There might be better ways to do this, but here's my general pattern for prompting with JSON Schema:
from jsonschema import validate
s = {
"$schema": "https://json-schema.org/draft/2020-12/schema",
...
}
assert validate(instance=data, schema=s)
json.dumps(data) ==
Here, we define a schema, s
, and tell GPT that our imaginary data
adheres to this schema. We then ask it to fill-in the right-hand side of the json.dumps(data)
expression, which will produce our desired JSON.

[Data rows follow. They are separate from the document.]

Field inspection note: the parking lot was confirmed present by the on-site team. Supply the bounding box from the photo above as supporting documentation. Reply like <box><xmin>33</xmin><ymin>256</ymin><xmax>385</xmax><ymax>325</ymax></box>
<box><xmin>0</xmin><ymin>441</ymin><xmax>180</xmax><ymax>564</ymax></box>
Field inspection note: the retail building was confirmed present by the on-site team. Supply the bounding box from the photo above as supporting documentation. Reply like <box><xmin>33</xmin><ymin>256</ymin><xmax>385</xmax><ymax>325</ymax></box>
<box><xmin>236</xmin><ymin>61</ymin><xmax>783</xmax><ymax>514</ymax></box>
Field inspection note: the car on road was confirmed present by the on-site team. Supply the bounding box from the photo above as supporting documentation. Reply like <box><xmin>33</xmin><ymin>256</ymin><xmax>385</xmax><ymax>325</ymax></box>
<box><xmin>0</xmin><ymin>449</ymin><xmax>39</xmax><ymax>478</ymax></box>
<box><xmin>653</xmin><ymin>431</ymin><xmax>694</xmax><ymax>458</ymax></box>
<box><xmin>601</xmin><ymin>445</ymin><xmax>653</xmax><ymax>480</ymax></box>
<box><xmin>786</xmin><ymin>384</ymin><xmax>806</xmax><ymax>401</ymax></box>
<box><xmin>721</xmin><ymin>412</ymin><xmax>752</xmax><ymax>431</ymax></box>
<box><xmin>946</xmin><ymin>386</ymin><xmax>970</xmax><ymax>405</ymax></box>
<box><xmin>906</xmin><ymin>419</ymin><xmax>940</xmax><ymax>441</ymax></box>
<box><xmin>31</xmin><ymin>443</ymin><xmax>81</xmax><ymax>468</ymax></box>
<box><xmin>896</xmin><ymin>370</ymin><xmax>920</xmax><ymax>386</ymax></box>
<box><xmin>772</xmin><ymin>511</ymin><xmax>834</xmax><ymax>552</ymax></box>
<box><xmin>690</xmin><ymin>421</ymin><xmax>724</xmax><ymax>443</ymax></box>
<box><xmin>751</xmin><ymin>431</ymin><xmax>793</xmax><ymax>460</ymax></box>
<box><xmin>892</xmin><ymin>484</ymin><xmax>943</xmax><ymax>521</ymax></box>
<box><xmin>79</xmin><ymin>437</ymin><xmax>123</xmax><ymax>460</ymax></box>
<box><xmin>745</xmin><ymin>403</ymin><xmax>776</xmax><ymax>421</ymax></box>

With this basic approach, you can now define the schema for any kind of data, and GPT will give it back to you. It's easy to experiment by taking some example schemas. Here's one:
from jsonschema import validate
s = {
"$schema": "https://json-schema.org/draft/2020-12/schema",
"title": "Longitude and Latitude Values",
"description": "A geographical coordinate.",
"required": [ "latitude", "longitude" ],
"type": "object",
"properties": {
"latitude": {
"type": "number",
"minimum": -90,
"maximum": 90
},
"longitude": {
"type": "number",
"minimum": -180,
"maximum": 180
}
}
}
assert validate(instance=data, schema=s)
json.dumps(data) ==
Not surprisingly, GPT responds like so:
{
"latitude": 45.4,
"longitude": -75.7
}
We could bake more description and form into the prompt via the schema, too. Let's say we want this to be an array of 5 capital cities in Canada. We also want to include the area codes in a specific format. With the schema, I can accomplish all of this without needing to add anything else to the prompt's text (i.e., I don't have to fight with natural language to describe my end goal--the schema includes both):
from jsonschema import validate
s = {
"$schema": "https://json-schema.org/draft/2020-12/schema",
"title": "Capital Cities in Canada",
"type": "array",
"minItems": 4,
"maxItems": 5,
"uniqueItems": true,
"items" : {
"required": [ "latitude", "longitude", "name", "codes" ],
"type": "object",
"properties": {
"name": { type: "string" },
"codes": {
"type": "array",
"description": "All area codes for the city",
"items": {
"type": "string",
"pattern": "\(\d{3}\)"
},
},
"latitude": {
"type": "number",
"minimum": -90,
"maximum": 90
},
"longitude": {
"type": "number",
"minimum": -180,
"maximum": 180
}
}
}
}
assert validate(instance=data, schema=s)
json.dumps(data) ==
Again, GPT is happy to give me exactly what I've asked for:
[
{
"name": "Ottawa",
"codes": ["(613)"],
"latitude": 45.4215,
"longitude": 75.6972
},
{
"name": "Victoria",
"codes": ["(250)"],
"latitude": 48.4284,
"longitude": -123.3656
},
{
"name": "Edmonton",
"codes": ["(780)", "(587)"],
"latitude": 53.5444,
"longitude": -113.4909
},
{
"name": "Winnipeg",
"codes": ["(204)"],
"latitude": 49.8951,
"longitude": -97.1384
},
{
"name": "Toronto",
"codes": ["(416)", "(647)", "(437)"],
"latitude": 43.7001,
"longitude": -79.4163
}
]
The JSON Schema docs are full of examples of how you can use enums, structure complex types, etc. So far, it's been able to handle everything I've thrown at it.
Likely this approach isn't new, just new to me. But in case you want to use GPT for data generation, I wanted to share how this works. It's been really expressive and powerful for me.